La transmission des connaissances du guérisseur se réalise généralement au sein de la famille361. Le guérisseur va chercher à transmettre son savoir à l’un de ses enfants s’il s’aperçoit que l’un d’eux est intéressé, sinon il peut s’adresser à sa femme362 ou à un autre membre de la famille. Le guérisseur donne les informations à son disciple lorsqu’ils sont en tête-à-tête, cela peut se passer la nuit si le guérisseur en éprouve le besoin. Ce dernier réveille l’apprenti pour lui révéler certaines pratiques importantes ou pour effectuer une protection à son égard. Le disciple doit, de fait, bien s’entendre avec son maître, et inversement, puisqu’ils sont amenés à partager la majeure partie de leur temps ensemble. Cette transmission totalement gratuite et nécessaire à la pérennisation du savoir s’effectue une seule fois pour chaque guérisseur au sein de sa famille, c’est dire l’importance du choix du disciple qui se voit assigner une responsabilité essentielle. Concernant cette transmission familiale il n’est absolument pas question de rémunération, les guérisseurs parlent de respect et d’amour entre eux-mêmes et leurs disciples.

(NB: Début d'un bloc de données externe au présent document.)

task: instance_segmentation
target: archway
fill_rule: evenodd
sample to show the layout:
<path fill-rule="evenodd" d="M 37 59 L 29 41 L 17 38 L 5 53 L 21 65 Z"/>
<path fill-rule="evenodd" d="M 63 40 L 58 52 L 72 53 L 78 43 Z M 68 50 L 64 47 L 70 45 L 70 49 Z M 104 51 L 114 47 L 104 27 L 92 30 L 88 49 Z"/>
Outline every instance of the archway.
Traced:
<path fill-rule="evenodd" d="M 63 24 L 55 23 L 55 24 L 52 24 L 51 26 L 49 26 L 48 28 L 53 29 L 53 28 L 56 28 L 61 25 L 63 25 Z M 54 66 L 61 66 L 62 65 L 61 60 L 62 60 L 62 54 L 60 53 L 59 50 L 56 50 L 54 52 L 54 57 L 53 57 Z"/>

Il est à noter ici que seul ce type de contexte implique un enseignement didactique explicite, habituellement les enfants apprennent par imitation et en situation. C’est pourquoi il est possible d’utiliser les termes de maître et disciple.
La transmission peut par ailleurs se réaliser plusieurs fois à l’extérieur du cercle familial, moyennant un don. Là encore, les situations varient en fonction des guérisseurs ; soit une somme est négociée entre lui-même et celui qui demande l’accès à ces connaissances médicinales, soit le guérisseur laisse libre cours au demandeur de fournir le don qu’il souhaite363. Le demandeur explique les circonstances de sa présence ici et généralement il s’avère que ce sont les esprits, lors d’une cérémonie initiatique, qui lui ont recommandé de venir se perfectionner chez les Baka. Le guérisseur doit alors effectuer une vérification des propos du candidat à l’aide de la danse du feu bomba ; les esprits donnant ou non leur approbation.
Néanmoins, certains demandeurs peuvent s’avérer perfides et se faire passer pour malades. Aussi, il est admis que lorsque le guérisseur réalise des remèdes, il est préférable qu’il ne consomme pas d’alcool à haute dose car, non seulement, il peut avoir des problèmes avec le patient, mais surtout, certains malades viennent spécifiquement tenter le praticien afin de lui soutirer des informations concernant leur savoir médicinal.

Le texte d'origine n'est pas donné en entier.